JUDGE ANDREW “ANDY” OLDHAM

U.S. Sen. Sheldon Whitehouse, a Rhode Island Democrat, pressed Oldham on a 2016 speech in which the nominee called administrative agencies like the Internal Revenue Service and the Environmental Protection Agency “fundamentally illegitimate” and “enraging.”

“The comments you’re quoting came from a speech I was making on behalf of the governor,” Oldham said. “He was my client, and I was advocating his position.”

“Come on. Don’t kid me. You used a word that was highly personal — you said it was ‘enraging,’” Whitehouse shot back. Then he posed his question again, pausing between each word: “Were you enraged?”

“I was frustrated — on behalf of my client — for a series of litigation matters,” Oldham acknowledged. A minute later he re-emphasized: “My perspective as an advocate has no bearing on my perspective as a jurist.”

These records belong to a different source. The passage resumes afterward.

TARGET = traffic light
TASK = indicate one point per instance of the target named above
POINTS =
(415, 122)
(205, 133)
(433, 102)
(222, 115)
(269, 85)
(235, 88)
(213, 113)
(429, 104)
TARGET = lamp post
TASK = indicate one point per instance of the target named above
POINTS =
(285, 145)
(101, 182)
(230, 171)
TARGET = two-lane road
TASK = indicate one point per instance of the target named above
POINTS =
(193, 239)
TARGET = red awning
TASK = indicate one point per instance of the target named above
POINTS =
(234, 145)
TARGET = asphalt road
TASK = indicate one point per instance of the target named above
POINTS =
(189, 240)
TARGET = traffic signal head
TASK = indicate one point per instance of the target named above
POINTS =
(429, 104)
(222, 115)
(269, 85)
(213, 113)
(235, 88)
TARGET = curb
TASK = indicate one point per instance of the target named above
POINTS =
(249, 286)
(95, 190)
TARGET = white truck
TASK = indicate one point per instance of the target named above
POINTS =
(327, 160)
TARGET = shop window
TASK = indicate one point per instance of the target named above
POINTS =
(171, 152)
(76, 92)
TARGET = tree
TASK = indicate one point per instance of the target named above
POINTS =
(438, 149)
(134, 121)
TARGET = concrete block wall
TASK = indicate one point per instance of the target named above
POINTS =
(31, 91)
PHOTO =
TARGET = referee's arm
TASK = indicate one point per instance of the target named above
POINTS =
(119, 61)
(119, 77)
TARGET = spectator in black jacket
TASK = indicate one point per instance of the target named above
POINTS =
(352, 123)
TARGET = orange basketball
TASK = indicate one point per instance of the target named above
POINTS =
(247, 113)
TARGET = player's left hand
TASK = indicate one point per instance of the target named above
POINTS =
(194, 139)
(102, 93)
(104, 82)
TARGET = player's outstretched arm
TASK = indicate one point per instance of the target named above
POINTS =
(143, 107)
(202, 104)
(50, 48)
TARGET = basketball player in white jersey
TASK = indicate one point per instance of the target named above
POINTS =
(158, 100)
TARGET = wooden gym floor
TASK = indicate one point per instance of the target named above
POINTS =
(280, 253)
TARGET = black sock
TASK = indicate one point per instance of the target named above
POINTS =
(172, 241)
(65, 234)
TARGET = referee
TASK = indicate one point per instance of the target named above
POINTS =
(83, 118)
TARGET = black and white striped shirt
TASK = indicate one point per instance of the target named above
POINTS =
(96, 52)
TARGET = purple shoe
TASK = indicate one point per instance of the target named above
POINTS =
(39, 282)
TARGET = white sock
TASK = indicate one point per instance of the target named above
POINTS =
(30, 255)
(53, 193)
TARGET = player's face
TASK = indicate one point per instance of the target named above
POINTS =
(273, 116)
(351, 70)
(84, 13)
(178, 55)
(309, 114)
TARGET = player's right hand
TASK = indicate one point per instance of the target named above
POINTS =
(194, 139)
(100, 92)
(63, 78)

Oldham is the Trump administration’s fifth nominee to what many consider the country’s most conservative appeals court, and if confirmed, he will be the third Texan to join the court under the administration. No other federal appeals court has had as many nominees, and no other state has had more appeals court nominees. On Tuesday, the Senate confirmed Kyle Duncan — who worked in the Texas Solicitor General’s Office — to a Louisiana seat on the 5th Circuit.